Increased Influenza-Specific Antibody Avidity in HIV-Infected Women Compared With HIV-infected Men on Antiretroviral Therapy

Zhenwu Luo; Elizabeth Ogunrinde; Min Li; Lumin Zhang; Lisa Martin; Zejun Zhou; Zhiliang Hu; Tao Zhang; Zhen Li; Jiafeng Zhang; Bin Su; Tong Zhang; Hao Wu; Lei Ma; Guoyang Liao; Allison Ross Eckard; Maria Anna Julia Westerink; Sonya L. Heath; Wei Jiang


AIDS. 2019;33(1):33-44. 

In This Article

Abstract and Introduction


Background: It is recommended that HIV-infected individuals receive annual influenza vaccination due to their high susceptibility to influenza infection, especially among women. However, there have been few studies investigating sex-related responses to influenza vaccine in antiretroviral therapy (ART)-treated HIV-infected individuals.

Method: In this study, 26 aviremic ART-treated HIV-infected individuals and 16 healthy controls were enrolled in the current study. Blood was collected prior to vaccination (D0), on days 7–10 (D7) and on days 14–21 (D14) following administration of the 2013–2014 seasonal influenza vaccine. A series of analyses evaluated the serological and cellular responses following influenza vaccination.

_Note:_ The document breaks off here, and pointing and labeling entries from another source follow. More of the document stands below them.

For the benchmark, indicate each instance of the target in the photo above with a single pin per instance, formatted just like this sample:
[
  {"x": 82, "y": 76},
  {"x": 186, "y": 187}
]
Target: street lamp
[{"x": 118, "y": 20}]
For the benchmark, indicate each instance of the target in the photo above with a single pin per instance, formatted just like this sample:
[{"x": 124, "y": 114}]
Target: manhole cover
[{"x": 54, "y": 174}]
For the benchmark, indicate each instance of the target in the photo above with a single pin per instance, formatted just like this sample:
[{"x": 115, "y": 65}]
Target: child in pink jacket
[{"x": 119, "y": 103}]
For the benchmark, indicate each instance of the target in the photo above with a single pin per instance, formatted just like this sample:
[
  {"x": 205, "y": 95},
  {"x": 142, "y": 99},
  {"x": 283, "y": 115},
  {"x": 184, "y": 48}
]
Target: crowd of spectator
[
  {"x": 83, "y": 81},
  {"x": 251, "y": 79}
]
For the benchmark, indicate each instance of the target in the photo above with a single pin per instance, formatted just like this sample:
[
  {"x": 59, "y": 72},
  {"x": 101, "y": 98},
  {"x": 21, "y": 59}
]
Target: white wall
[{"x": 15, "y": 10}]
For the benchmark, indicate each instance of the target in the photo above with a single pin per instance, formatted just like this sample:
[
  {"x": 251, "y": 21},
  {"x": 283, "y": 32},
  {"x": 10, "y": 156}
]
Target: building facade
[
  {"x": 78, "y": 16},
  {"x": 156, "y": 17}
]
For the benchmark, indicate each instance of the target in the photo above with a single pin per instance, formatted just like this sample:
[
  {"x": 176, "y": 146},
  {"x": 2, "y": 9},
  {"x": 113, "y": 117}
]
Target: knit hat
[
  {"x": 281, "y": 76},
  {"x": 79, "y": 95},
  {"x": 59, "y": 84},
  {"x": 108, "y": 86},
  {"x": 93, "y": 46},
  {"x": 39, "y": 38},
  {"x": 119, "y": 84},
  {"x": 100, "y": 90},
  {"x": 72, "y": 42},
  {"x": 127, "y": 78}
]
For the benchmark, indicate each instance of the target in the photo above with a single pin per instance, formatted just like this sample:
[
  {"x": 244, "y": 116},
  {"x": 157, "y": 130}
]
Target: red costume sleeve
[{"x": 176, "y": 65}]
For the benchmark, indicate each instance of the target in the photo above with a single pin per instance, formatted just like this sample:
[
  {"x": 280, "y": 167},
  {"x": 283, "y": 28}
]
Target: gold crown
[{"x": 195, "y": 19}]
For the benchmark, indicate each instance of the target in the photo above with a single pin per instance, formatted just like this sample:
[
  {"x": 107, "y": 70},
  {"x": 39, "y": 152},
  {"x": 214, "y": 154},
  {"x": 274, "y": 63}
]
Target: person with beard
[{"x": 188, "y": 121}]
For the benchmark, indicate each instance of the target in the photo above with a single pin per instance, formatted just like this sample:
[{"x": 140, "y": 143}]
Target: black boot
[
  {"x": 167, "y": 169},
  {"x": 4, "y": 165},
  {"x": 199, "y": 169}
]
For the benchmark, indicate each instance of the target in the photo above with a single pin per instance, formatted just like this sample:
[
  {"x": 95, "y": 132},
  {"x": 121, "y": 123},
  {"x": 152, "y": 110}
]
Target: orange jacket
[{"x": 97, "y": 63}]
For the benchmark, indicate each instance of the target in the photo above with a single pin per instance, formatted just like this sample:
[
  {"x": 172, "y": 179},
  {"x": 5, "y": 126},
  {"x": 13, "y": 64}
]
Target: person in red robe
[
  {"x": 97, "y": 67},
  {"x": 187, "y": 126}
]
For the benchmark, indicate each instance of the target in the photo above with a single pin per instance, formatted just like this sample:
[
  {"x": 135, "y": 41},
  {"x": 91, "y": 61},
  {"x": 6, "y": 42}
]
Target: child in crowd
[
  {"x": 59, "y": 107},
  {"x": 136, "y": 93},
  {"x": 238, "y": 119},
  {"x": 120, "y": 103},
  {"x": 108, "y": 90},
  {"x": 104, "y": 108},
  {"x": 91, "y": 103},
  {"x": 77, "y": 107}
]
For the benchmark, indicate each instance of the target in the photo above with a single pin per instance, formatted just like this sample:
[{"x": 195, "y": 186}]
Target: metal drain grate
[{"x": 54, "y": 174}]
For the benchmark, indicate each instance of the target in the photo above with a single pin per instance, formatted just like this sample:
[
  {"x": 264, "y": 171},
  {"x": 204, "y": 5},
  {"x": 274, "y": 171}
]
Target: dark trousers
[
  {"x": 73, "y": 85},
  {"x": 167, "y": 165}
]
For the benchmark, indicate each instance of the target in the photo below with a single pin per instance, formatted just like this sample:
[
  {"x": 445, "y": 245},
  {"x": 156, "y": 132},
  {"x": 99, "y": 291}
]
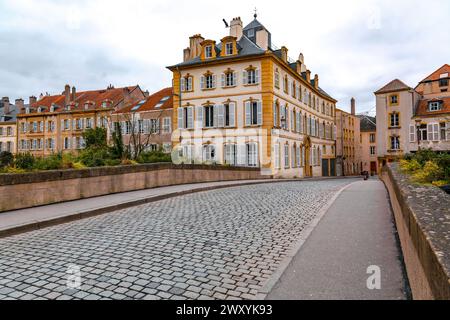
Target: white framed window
[
  {"x": 231, "y": 154},
  {"x": 253, "y": 113}
]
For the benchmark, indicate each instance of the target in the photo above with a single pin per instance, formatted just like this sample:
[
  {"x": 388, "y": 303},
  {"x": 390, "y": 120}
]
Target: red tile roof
[
  {"x": 422, "y": 109},
  {"x": 394, "y": 85},
  {"x": 160, "y": 100},
  {"x": 94, "y": 97},
  {"x": 436, "y": 74}
]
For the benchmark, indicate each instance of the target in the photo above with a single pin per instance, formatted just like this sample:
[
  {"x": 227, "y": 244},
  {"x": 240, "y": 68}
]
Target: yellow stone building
[{"x": 241, "y": 101}]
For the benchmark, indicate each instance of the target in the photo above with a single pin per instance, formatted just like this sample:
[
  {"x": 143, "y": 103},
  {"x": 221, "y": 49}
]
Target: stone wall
[
  {"x": 422, "y": 215},
  {"x": 19, "y": 191}
]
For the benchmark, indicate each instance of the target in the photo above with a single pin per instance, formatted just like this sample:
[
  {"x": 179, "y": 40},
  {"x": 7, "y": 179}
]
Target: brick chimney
[
  {"x": 236, "y": 28},
  {"x": 6, "y": 108},
  {"x": 32, "y": 100},
  {"x": 74, "y": 94},
  {"x": 353, "y": 106},
  {"x": 66, "y": 95},
  {"x": 195, "y": 45}
]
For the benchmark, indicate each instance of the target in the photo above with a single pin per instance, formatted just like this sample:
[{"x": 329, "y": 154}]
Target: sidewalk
[{"x": 355, "y": 233}]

Results: Female HIV-infected individuals had increased influenza-specific antibody avidity relative to male HIV-infected individuals, but similar plasma levels of influenza-specific binding antibodies and neutralizing antibodies. Increased cycling B cells and follicular helper CD4+ T (Tfh) cells were observed in female HIV-infected individuals pre and postvaccination compared with male HIV-infected individuals, and cycling Tfh cells were directly correlated with influenza-specific antibody avidity. Moreover, plasma testosterone levels were inversely correlated with antibody avidity index. The magnitude of microbial translocation [plasma lipopolysaccharide (LPS)] level was directly correlated with influenza-specific antibody avidity. Circulating 16S rDNA microbiome showed that enrichment of specific species within Proteobacteria was associated with influenza-specific antibody avidity. These results, including differences based on sex and correlations, were only observed in HIV-infected individuals but not in the healthy controls.

Conclusion: This study demonstrated sex differences in influenza-specific antibody avidity in ART-treated HIV disease, and provides valuable information on vaccination strategy in the ART-treated HIV-infected population.


HIV-1 infection is associated with an elevated incidence of influenza infection especially in women.[1] Seasonal influenza vaccination is highly recommended for all HIV-infected individuals[2] due to its ability to prevent influenza infection and reduce influenza-related morbidity and mortality.[3] It is unclear, however, whether there is a difference in the immune response to the influenza vaccine between men and women in this patient population.

Sex differences in immune responses against infectious diseases and vaccines have been shown among various populations in previous studies.[4] In general, men are more susceptible and experience more severe infections caused by parasites, fungi, bacteria and viruses due to their weak immune responses to these pathogens than women.[5] Moreover, many studies in healthy populations have found that women develop more robust antibody responses to vaccination than men.[6–8] However, women also develop higher inflammatory responses to vaccination, which result in increased adverse biological reactions to vaccination compared with men.[9]

During the 2009 H1N1 pandemic, women showed a higher mortality rate after exposure to the pathogenic influenza A virus than men.[10] This paradoxical effect may be related to the development of immune-mediated diseases during influenza infection that occur more frequently in women.[11] The increased risk of autoimmune diseases in women further supports this hypothesis.[12]

The purpose of the current study was to evaluate the difference in antibody response for men versus women in both HIV-infected individuals and healthy controls and characterize and link T and B cellular responses to serologic antibody responses. Understanding the immune perturbations in HIV can help improve the immunogenicity of vaccine regimens and establish guidelines to improve immune responses in this vulnerable population.